Namgung Seon-hwa meraih lengan Jin So-un, tapi Jin So-un mengambil tangannya.

“Aku masih harus bergerak.”

“Apa maksudmu, Tuan Muda Jin?! Jika kau bergerak lebih banyak di sini, kau benar-benar mungkin mati.”

“Untungnya, aku belum menggunakan Energi Bawaan-ku.”

Sudut mulutnya, dipaksakan tersenyum, gemetar. Frasa “orang gila” yang dikatakan Seong Mo-ran beberapa kali tiba-tiba terlintas dalam pikiran.

“Aku telah menangkap delapan. Sekarang aku hanya harus menangkap sebelas lagi.”

Namgung Seon-hwa berbicara putus asa.

“Kau akan mati jika terus melakukan ini!”

Jin So-un mengeluarkan napas kecil. Sepertinya hanya sekarang napasnya nyaris kembali.

Dia menatap mantap ke mata Namgung Seon-hwa dan berbicara.

“Jika aku tidak bergerak……. yang lain akan mati.”

“Aku tidak ingin melihat itu.”

Kata-kata, “Lalu bagaimana jika kau mati?” berputar di bibirnya, lalu ditelan kembali.

Sebelum dia bisa mengatakan apa pun lagi, Jin So-un melanjutkan dengan apa yang harus dia katakan.

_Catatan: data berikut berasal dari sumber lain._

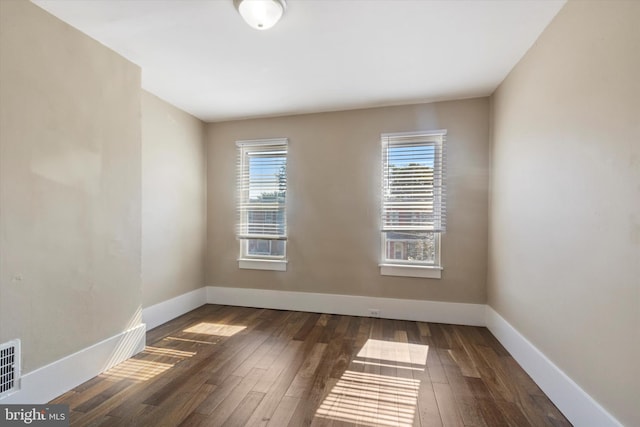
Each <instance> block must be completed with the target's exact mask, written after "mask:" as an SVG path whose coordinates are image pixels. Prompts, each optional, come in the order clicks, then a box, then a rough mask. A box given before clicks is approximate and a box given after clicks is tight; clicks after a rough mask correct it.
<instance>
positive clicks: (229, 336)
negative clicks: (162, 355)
mask: <svg viewBox="0 0 640 427" xmlns="http://www.w3.org/2000/svg"><path fill="white" fill-rule="evenodd" d="M245 329H247V327H246V326H235V325H223V324H220V323H209V322H201V323H198V324H197V325H195V326H192V327H190V328H187V329H184V330H183V331H182V332H187V333H191V334H207V335H218V336H222V337H230V336H232V335H235V334H237V333H238V332H240V331H243V330H245Z"/></svg>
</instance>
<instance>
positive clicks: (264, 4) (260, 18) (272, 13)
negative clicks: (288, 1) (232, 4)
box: [233, 0, 287, 30]
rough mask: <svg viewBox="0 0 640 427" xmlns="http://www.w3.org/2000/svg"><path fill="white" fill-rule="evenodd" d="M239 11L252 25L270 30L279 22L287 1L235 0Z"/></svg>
mask: <svg viewBox="0 0 640 427" xmlns="http://www.w3.org/2000/svg"><path fill="white" fill-rule="evenodd" d="M233 4H234V5H235V6H236V9H238V12H239V13H240V15H241V16H242V18H243V19H244V20H245V22H246V23H247V24H249V26H250V27H252V28H255V29H256V30H268V29H269V28H271V27H273V26H274V25H276V24H277V23H278V21H279V20H280V18H281V17H282V15H283V14H284V11H285V9H286V8H287V3H286V1H285V0H233Z"/></svg>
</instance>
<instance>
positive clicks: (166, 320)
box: [142, 288, 207, 329]
mask: <svg viewBox="0 0 640 427" xmlns="http://www.w3.org/2000/svg"><path fill="white" fill-rule="evenodd" d="M206 303H207V291H206V288H199V289H195V290H193V291H191V292H187V293H186V294H182V295H178V296H177V297H175V298H171V299H170V300H166V301H163V302H161V303H158V304H155V305H152V306H150V307H147V308H143V309H142V321H143V322H144V323H146V324H147V329H153V328H155V327H156V326H159V325H162V324H163V323H166V322H168V321H169V320H172V319H175V318H176V317H178V316H182V315H183V314H185V313H187V312H189V311H191V310H194V309H196V308H198V307H200V306H201V305H204V304H206Z"/></svg>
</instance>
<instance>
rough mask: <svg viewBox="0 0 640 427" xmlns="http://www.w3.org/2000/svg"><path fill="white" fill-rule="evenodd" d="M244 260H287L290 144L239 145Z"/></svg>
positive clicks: (244, 141) (241, 247) (240, 210)
mask: <svg viewBox="0 0 640 427" xmlns="http://www.w3.org/2000/svg"><path fill="white" fill-rule="evenodd" d="M237 145H238V148H239V155H238V156H239V167H238V199H239V200H238V201H239V203H238V212H239V217H240V218H239V221H238V223H239V230H238V238H239V239H240V257H241V258H247V259H250V258H254V259H260V258H265V259H284V258H285V256H286V238H287V230H286V199H287V141H286V139H282V140H258V141H239V142H238V143H237Z"/></svg>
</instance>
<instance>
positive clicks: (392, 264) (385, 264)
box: [380, 264, 442, 279]
mask: <svg viewBox="0 0 640 427" xmlns="http://www.w3.org/2000/svg"><path fill="white" fill-rule="evenodd" d="M441 273H442V267H430V266H422V265H405V264H380V275H382V276H401V277H421V278H423V279H440V277H441Z"/></svg>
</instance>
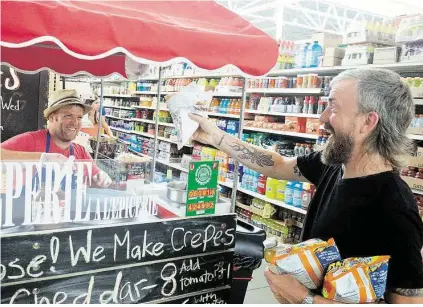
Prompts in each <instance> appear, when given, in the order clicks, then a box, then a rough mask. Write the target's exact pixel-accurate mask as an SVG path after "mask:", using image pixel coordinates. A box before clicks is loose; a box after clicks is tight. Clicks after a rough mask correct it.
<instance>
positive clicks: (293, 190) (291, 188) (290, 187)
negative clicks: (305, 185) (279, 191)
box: [285, 181, 294, 206]
mask: <svg viewBox="0 0 423 307" xmlns="http://www.w3.org/2000/svg"><path fill="white" fill-rule="evenodd" d="M293 187H294V182H292V181H288V183H287V184H286V187H285V203H286V204H287V205H291V206H292V205H293V197H294V195H293V194H294V190H293Z"/></svg>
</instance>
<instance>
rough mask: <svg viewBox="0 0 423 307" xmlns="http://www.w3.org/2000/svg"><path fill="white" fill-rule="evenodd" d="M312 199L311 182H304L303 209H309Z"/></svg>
mask: <svg viewBox="0 0 423 307" xmlns="http://www.w3.org/2000/svg"><path fill="white" fill-rule="evenodd" d="M310 201H311V191H310V184H309V183H308V182H304V183H303V195H302V200H301V209H304V210H307V209H308V205H309V204H310Z"/></svg>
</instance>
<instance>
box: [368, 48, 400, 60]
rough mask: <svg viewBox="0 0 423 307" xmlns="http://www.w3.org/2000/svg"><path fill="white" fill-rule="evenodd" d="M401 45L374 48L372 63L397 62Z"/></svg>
mask: <svg viewBox="0 0 423 307" xmlns="http://www.w3.org/2000/svg"><path fill="white" fill-rule="evenodd" d="M400 54H401V47H383V48H375V52H374V56H373V64H391V63H396V62H398V59H399V55H400Z"/></svg>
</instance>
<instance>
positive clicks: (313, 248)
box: [269, 239, 341, 289]
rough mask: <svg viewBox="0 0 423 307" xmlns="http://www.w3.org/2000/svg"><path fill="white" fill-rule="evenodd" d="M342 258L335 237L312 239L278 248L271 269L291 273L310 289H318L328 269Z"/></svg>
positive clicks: (271, 260) (271, 259)
mask: <svg viewBox="0 0 423 307" xmlns="http://www.w3.org/2000/svg"><path fill="white" fill-rule="evenodd" d="M339 260H341V255H340V254H339V251H338V247H337V246H336V244H335V241H334V240H333V239H330V240H328V241H327V242H326V241H323V240H320V239H311V240H307V241H304V242H302V243H299V244H296V245H292V246H286V247H283V248H281V249H279V250H277V251H276V252H275V254H274V256H273V259H271V261H270V265H269V269H270V270H271V271H272V272H273V273H275V274H289V275H291V276H293V277H294V278H295V279H297V280H298V281H299V282H300V283H302V284H303V285H304V286H306V287H307V288H308V289H318V288H320V287H321V285H322V283H323V277H324V275H325V272H326V269H327V268H328V267H329V265H330V264H331V263H333V262H336V261H339Z"/></svg>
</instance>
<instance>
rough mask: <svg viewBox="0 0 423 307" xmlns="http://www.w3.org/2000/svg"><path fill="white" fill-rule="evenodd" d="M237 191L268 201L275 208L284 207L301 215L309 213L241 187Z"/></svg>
mask: <svg viewBox="0 0 423 307" xmlns="http://www.w3.org/2000/svg"><path fill="white" fill-rule="evenodd" d="M237 191H239V192H242V193H245V194H248V195H250V196H253V197H255V198H258V199H261V200H264V201H266V202H268V203H270V204H273V205H275V206H279V207H282V208H286V209H289V210H292V211H295V212H299V213H301V214H306V213H307V211H306V210H304V209H301V208H297V207H294V206H290V205H287V204H285V203H284V202H283V201H280V200H276V199H271V198H268V197H266V196H265V195H262V194H259V193H256V192H253V191H249V190H247V189H244V188H241V187H239V188H238V189H237Z"/></svg>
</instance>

“Tolong tahan sedikit lagi. Para peserta ujian yang berkumpul di sini juga mulai merasakan sesuatu yang aneh karena mereka dan menarik diri sedikit demi sedikit. Medan perang akan segera bersih.”

“Nyonya Namgung…….”

Satu-satunya hal yang bisa dia katakan sekarang adalah sesuatu yang akan meringankan kekhawatirannya, bahkan sedikit.

“……Aku mengerti. Maaf. Aku tidak bisa membantu sama sekali.”

“Bukan itu……. Tolong pastikan kau tetap hidup.”

“……Maaf?”

Jin So-un memberikan senyum hangat yang tidak bisa dibayangkan melihat di tengah medan perang.

Saat Namgung Seon-hwa mencoba menjawab, Jin So-un menendang tanah dan melemparkan diri ke dalam kegelapan sekali lagi.

“Apa kau baik-baik saja?”

“Dia bilang…… dia akan kembali kepadaku segera, bukan?”

Kang Seo-pyo memiringkan kepalanya.

“……Kurasa bukan itu maksudnya…….”

“Aku jelas mendengarnya. Dia bilang dia akan kembali kepadaku segera…….”

“……Nyonya, sepertinya kau lelah. Tolong istirahat sebentar.”

“Tidak. Aku benar-benar baik-baik saja. Aku sudah pulih.”

Entah mengapa, Namgung Seon-hwa merasa seolah-olah setengah dari seni batinnya yang terkuras telah terisi kembali.